Strona:PL Maria Rodziewiczówna - Hrywda.djvu/127

Ta strona została przepisana.

Noce stawały się coraz krótszemi. Po wieczerzy ledwie parę godzin trwał spoczynek; potem w noc srebrzystą, na białą rosę, wypędzał woły i pasł je po rowach, po skrajach dróg, po miedzach.
Teraz więc spał z rozkoszą. Przez szczeliny ścian starych słońce do niego zaglądało coraz z innej strony — mijały godziny.
W chlewie robiło się szarawo, po belkach siadały do snu wróble, świergocąc na dobranoc, pod dachem drzemiąca sowa wyciągała skrzydła do lotu: dzień dobiegał kresu.

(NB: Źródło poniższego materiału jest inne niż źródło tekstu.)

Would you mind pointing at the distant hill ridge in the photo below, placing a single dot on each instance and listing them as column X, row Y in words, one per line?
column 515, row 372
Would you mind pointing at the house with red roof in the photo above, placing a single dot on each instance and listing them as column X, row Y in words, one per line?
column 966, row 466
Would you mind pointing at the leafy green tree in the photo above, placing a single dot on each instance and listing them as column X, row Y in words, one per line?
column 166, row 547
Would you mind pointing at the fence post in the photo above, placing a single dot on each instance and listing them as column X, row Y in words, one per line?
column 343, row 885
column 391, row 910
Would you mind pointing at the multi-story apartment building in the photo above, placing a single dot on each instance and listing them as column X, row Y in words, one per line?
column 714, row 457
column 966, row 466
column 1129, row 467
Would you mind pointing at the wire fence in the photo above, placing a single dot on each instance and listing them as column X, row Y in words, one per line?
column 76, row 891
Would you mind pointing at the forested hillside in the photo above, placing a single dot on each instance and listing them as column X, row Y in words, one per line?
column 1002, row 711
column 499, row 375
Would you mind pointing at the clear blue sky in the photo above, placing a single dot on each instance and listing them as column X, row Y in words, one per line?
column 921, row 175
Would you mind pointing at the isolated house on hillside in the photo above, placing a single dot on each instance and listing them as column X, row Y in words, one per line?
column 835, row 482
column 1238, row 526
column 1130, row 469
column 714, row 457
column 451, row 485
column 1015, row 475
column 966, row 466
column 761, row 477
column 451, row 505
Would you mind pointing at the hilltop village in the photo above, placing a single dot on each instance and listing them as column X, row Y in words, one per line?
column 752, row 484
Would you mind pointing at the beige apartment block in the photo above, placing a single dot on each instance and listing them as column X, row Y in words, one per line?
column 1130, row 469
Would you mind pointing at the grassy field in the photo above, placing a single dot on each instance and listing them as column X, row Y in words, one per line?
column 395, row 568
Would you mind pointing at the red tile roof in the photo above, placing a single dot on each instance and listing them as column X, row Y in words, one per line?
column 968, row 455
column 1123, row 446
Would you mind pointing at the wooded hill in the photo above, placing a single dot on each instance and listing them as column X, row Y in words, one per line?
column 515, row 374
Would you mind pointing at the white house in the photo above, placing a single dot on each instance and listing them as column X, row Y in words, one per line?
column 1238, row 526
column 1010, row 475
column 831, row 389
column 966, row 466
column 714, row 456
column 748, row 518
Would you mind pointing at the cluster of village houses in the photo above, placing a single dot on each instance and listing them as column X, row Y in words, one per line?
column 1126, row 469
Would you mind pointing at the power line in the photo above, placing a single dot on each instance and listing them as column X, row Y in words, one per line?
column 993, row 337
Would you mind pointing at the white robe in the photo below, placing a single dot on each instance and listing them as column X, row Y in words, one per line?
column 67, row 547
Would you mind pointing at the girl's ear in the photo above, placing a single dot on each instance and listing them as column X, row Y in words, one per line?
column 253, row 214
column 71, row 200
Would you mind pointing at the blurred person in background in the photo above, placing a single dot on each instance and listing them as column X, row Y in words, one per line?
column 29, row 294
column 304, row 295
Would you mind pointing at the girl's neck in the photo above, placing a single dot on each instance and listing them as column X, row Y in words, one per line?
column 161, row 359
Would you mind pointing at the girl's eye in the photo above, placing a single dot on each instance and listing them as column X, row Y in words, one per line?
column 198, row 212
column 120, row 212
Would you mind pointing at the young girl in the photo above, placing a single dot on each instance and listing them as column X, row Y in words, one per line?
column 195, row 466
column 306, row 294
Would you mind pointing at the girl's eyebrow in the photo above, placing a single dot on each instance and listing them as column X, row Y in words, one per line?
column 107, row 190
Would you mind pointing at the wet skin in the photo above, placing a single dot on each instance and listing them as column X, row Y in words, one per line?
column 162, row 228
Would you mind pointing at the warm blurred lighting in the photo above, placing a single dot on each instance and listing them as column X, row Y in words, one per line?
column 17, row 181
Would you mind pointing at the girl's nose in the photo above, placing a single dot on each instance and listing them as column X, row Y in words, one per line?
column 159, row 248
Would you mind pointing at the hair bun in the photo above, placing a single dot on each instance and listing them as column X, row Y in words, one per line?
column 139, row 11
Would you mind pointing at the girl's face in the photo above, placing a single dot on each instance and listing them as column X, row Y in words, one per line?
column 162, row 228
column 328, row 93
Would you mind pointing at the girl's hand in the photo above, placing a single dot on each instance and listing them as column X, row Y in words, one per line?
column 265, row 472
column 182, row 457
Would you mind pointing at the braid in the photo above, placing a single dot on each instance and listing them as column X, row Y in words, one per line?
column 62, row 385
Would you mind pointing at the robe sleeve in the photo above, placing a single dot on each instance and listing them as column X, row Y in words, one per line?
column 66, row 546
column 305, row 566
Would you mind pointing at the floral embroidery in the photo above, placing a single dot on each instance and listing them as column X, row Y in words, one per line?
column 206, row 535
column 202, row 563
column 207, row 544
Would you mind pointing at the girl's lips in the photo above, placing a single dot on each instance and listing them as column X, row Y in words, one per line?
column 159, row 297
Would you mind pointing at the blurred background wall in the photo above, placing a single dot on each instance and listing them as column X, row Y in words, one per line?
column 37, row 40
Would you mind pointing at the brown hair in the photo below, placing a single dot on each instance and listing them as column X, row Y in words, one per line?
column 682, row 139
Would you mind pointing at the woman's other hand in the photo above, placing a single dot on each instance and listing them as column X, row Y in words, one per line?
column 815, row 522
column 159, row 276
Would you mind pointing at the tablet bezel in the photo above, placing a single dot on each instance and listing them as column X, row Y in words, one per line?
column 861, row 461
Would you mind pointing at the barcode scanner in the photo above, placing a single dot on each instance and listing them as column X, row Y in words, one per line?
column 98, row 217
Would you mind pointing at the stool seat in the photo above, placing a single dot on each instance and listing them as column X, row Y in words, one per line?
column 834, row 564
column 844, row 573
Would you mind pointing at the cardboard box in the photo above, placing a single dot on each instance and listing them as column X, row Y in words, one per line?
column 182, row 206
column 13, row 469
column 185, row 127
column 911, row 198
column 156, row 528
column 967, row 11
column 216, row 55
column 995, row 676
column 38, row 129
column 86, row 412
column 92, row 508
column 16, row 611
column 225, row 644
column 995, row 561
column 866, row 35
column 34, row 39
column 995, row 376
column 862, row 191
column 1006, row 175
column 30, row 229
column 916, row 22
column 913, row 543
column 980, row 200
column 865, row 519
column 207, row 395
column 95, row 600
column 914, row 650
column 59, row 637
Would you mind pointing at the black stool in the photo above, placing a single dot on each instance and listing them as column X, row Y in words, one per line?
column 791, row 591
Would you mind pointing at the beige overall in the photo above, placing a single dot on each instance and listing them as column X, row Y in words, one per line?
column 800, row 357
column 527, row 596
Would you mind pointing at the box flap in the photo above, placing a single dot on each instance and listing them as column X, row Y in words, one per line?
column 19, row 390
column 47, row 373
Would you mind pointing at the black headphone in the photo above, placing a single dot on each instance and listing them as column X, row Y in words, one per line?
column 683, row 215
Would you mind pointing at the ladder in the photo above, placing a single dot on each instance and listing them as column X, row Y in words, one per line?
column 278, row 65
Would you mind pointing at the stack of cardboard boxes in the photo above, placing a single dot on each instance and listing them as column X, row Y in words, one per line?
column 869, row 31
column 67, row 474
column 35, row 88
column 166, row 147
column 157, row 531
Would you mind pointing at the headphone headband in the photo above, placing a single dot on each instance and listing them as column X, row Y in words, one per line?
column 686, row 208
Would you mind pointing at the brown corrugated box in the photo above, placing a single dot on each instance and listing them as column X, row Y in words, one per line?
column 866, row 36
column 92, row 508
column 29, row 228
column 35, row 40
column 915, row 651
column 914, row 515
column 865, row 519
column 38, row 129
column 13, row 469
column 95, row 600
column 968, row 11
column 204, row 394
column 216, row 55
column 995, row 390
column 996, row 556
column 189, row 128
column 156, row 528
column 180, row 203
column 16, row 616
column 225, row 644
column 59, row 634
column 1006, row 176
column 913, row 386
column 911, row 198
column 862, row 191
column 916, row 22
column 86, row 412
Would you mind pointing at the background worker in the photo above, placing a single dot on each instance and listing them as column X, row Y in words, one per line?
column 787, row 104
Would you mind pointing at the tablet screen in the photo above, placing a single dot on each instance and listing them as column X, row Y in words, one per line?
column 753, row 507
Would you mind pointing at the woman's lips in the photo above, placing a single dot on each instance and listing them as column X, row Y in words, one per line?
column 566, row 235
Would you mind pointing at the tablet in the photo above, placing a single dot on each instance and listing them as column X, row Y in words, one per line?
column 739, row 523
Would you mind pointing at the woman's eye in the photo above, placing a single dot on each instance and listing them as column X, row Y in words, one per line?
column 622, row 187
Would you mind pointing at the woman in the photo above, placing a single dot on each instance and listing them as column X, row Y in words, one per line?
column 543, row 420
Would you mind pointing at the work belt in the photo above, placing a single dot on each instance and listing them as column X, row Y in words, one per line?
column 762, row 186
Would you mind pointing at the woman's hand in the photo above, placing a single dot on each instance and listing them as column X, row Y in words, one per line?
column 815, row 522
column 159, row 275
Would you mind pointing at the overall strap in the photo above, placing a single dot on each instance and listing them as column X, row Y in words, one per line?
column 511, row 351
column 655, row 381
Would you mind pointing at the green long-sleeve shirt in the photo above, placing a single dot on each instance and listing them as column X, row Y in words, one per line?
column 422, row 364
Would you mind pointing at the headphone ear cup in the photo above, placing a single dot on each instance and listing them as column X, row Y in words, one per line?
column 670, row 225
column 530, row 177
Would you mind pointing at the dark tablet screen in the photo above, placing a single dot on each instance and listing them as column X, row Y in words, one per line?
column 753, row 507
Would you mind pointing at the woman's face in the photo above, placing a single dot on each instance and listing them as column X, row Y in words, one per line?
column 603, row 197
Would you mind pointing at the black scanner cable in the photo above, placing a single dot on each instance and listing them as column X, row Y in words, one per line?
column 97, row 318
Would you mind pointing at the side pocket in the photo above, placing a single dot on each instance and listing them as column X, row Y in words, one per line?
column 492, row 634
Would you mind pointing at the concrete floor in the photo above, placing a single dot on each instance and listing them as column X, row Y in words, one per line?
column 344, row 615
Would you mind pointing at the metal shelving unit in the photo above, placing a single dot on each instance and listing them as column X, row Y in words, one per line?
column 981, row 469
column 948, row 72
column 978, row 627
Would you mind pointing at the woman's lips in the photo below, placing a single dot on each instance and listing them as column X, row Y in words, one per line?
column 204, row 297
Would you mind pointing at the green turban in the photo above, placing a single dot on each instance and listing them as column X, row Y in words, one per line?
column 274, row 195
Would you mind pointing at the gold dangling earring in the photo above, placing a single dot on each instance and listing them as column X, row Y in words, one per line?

Kalenik się przecknął i wstał opieszale.
Poczuł głód i nudę wielką, ziewnął raz i drugi siermięgę włożył i wyszedł na podwórze.
Zmrok już był tak przejrzysty i cichy, że nawet chłop to zauważył i uczuł nieokreśloną błogość.
Chwilę stał, wahając się. Za chatką Łucysi była gąszcz czeremchy w kwiecie, kędy chadzał co Sobota; w chacie był garnek z zacierką...
Tam iść, czy tu?
Poskrobał się w głowę pełną słomy i pyłu, i zawrócił do chaty. Zacierka przemogła rywalkę o złotym warkoczu.